OSHA Launches Probe Into Collapse At Tornado-Struck Amazon Warehouse
The Department of Labor's workplace safety arm is investigating the collapse of an Amazon warehouse that caused the deaths of six workers during a tornado that ripped through six states and caused historic levels of devastation.
The Occupational Safety and Health Administration has launched a probe into the catastrophe that is legally required to be completed in six months, Reuters reports. The Amazon facility that sustained a direct hit from a tornado on Friday was a last-mile distribution center known as a delivery station in the town of Edwardsville, Illinois, from which 45 people were confirmed to have escaped alive.
The Edwardsville facility, one of three Amazon operates in the town, opened last July with 40-foot-high walls made of 11-inch-thick concrete — walls that buckled inward under the force of winds that reached at least 158 miles per hour at their peak, qualifying it as an EF-3 tornado according to the National Weather Service, The New York Times reports. It was one of several tornadoes that made landfall Friday, with others causing damage as far south as Mississippi and as far west as Missouri and Arkansas.

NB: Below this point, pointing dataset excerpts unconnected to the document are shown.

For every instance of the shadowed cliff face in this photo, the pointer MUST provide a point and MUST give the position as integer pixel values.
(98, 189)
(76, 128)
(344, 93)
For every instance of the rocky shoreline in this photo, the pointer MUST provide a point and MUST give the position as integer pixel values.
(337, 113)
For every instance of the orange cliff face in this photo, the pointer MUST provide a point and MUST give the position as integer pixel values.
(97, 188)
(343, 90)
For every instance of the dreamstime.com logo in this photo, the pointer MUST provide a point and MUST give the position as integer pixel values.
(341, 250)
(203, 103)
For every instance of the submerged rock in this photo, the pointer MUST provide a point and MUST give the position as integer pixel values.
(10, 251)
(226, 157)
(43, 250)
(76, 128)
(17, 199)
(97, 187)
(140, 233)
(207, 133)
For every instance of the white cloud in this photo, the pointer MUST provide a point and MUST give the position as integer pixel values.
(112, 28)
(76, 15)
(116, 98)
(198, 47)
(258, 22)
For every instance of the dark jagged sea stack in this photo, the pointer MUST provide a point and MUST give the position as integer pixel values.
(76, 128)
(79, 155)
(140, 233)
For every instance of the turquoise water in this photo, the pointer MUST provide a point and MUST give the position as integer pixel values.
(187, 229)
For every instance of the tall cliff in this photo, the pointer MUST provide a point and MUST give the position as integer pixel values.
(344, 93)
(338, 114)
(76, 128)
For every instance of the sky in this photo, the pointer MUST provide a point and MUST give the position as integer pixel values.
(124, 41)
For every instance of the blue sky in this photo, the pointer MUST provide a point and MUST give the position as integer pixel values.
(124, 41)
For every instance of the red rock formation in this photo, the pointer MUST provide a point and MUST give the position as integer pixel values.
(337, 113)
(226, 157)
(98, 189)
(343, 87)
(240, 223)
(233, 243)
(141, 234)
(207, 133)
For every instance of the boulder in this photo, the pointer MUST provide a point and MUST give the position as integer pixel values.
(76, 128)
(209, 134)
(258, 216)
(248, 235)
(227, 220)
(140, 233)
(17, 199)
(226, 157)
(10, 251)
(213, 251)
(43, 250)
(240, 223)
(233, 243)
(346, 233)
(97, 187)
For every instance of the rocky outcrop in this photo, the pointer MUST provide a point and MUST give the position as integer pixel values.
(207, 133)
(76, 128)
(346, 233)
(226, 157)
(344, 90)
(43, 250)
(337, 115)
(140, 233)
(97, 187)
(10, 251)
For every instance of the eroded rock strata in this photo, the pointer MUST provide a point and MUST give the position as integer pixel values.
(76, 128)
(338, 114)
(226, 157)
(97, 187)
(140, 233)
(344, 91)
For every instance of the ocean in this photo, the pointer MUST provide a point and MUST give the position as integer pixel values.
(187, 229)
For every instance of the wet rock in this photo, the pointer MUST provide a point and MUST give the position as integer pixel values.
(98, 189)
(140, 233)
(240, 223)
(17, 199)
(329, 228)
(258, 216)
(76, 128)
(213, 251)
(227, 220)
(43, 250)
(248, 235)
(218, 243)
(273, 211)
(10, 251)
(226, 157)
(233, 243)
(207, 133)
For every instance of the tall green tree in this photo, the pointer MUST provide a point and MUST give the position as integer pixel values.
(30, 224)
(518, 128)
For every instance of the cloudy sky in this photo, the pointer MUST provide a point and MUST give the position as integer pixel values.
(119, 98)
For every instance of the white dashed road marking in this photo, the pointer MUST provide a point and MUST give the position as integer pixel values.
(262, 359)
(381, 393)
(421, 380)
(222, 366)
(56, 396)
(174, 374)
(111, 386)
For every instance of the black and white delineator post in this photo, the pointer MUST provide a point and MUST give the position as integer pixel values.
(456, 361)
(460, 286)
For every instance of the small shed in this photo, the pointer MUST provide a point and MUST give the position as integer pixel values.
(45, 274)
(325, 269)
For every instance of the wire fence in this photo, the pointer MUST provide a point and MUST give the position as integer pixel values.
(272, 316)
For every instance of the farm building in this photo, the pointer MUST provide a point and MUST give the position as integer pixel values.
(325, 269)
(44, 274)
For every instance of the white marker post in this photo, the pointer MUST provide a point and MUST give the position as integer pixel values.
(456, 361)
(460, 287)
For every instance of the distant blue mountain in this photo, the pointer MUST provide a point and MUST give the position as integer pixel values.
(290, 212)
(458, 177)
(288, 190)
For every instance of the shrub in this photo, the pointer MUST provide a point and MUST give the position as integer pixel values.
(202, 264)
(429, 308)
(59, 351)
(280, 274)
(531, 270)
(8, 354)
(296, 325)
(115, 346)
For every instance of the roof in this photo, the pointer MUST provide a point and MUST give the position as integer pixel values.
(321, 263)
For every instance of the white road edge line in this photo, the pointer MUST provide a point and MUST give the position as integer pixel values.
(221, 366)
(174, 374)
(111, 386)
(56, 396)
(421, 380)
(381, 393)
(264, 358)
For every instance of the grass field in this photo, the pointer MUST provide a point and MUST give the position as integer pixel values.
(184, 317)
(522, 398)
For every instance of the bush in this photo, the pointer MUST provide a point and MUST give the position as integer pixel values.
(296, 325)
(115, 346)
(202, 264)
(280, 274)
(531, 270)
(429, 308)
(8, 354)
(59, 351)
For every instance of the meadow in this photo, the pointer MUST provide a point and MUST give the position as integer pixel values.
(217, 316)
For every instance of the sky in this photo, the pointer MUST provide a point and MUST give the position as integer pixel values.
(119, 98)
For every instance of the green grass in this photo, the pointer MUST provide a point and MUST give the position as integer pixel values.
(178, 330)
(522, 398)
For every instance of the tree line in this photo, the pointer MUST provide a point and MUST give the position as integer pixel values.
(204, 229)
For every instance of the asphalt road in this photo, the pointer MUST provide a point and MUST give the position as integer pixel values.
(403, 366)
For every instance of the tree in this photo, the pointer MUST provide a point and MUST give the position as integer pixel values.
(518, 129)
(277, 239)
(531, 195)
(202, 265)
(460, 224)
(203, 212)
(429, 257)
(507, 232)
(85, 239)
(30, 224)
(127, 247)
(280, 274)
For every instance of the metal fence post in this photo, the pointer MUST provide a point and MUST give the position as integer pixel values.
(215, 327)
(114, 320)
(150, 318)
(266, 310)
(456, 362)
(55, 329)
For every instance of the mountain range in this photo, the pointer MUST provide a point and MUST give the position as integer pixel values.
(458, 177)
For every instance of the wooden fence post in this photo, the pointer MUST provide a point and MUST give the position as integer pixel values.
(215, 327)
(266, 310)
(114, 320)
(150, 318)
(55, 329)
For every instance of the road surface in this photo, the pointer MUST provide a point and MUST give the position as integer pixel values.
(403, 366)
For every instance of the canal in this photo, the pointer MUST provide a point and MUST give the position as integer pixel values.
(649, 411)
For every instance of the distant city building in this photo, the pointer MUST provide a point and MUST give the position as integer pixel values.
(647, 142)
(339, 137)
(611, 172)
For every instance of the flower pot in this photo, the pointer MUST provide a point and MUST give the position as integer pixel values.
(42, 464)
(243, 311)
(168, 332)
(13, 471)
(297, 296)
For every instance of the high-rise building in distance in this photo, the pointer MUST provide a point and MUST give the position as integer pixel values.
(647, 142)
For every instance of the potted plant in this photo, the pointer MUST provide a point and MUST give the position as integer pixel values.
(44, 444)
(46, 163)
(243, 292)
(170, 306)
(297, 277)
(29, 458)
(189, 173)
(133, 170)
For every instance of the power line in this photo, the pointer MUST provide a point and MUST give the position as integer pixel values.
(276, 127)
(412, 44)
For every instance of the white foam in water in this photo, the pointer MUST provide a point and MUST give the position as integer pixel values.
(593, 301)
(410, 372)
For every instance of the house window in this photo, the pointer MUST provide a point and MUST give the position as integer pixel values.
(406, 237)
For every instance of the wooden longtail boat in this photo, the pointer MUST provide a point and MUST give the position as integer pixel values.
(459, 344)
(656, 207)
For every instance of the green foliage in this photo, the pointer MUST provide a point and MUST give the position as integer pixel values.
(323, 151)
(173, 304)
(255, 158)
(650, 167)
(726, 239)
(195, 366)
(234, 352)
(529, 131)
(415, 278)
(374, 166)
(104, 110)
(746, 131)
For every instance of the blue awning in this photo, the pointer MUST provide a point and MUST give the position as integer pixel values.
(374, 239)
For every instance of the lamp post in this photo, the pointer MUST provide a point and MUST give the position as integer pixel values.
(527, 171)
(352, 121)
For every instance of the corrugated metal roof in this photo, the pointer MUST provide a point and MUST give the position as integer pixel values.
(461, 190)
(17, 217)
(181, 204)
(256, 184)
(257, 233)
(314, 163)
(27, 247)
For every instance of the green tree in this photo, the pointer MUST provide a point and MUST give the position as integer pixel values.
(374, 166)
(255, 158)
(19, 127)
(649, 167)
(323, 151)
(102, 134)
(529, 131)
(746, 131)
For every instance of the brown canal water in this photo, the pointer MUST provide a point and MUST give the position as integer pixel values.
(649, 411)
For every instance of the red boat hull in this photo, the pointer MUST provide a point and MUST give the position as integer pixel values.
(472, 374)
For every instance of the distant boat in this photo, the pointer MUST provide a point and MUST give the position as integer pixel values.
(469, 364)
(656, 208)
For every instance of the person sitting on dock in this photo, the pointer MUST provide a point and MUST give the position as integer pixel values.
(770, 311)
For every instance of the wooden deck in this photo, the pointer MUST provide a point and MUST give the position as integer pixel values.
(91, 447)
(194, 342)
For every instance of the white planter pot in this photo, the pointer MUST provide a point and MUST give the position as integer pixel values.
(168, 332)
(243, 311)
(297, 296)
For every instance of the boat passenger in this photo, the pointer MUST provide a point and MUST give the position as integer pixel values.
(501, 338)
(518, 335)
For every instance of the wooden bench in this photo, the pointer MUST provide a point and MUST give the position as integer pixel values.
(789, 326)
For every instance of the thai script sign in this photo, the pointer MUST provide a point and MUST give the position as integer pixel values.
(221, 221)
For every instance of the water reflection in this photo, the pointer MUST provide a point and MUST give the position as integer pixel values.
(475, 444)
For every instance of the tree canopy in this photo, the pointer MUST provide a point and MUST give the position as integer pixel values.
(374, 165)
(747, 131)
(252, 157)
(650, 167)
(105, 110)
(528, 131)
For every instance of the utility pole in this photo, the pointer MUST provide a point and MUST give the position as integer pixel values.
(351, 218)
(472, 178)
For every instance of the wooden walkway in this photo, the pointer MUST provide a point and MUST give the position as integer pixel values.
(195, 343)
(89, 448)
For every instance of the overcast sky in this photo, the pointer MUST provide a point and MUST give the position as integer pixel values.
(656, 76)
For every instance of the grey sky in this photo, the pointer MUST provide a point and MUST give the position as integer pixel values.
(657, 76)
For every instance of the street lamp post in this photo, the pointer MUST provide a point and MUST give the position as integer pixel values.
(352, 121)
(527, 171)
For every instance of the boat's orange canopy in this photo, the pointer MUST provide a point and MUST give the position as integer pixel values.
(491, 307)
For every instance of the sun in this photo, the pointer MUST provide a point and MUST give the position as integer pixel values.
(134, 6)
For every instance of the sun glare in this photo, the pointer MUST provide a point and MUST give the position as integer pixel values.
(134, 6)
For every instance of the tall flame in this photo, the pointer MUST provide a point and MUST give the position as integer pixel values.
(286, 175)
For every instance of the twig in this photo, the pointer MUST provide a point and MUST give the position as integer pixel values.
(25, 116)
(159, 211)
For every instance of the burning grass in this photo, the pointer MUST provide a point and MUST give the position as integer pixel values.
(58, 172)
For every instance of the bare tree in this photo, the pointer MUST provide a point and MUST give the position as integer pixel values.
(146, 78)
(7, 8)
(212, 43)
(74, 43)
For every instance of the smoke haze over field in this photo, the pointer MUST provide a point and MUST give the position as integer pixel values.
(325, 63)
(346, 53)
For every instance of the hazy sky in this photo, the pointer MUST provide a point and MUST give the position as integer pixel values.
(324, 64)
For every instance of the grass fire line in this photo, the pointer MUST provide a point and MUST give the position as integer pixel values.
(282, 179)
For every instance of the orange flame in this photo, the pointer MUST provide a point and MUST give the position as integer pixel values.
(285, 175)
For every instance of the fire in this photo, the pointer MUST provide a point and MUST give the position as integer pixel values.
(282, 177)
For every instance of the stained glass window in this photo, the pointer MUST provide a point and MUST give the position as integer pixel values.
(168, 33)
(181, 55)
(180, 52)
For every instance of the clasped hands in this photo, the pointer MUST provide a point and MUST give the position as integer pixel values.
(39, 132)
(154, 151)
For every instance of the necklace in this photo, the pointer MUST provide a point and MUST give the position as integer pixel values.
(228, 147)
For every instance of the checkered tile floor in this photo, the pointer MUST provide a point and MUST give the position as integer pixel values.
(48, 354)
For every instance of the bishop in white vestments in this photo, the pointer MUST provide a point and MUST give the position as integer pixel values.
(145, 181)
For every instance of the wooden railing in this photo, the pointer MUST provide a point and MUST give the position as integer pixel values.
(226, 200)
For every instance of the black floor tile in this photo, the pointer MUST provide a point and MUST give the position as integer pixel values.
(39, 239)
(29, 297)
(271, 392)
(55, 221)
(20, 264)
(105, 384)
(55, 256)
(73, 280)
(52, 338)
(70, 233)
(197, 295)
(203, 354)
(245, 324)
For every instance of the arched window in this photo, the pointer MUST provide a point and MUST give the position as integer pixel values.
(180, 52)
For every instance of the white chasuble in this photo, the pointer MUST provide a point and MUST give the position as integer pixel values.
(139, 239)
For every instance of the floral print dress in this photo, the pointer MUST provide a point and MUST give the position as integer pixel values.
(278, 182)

The collapse of another industrial building, a factory producing scented candles in Mayfield, Kentucky, caused an even greater loss of life during the extreme weather event, with eight fatalities among workers, Reuters reports. More than 70 people were killed on Friday in Kentucky alone, as 1,000-plus homes were destroyed in the path of the tornado that also felled the two industrial facilities, making it the most destructive national disaster in the state's history, Gov. Andy Beshear said at a press conference, the Times reports.
With their wide footprints and high, single-story walls, warehouses like the Amazon center are among the most vulnerable buildings to the wind damage wrought by tornadoes. Compounding matters are reports from workers in both the Amazon and Mayfield facilities that management discouraged them from leaving the buildings to find shelter when tornado alerts sounded on their phones minutes before impact, Reuters reports.
Amazon warehouse workers from across the country have said on social media in the days since the tornado that they have rarely, if ever, received workplace training on disaster preparedness or run drills for fires, tornadoes and other such events, The Intercept reports. A spokesperson for Amazon told Reuters that the company is cooperating with the OSHA investigation, adding that it is standard protocol for any workplace fatality.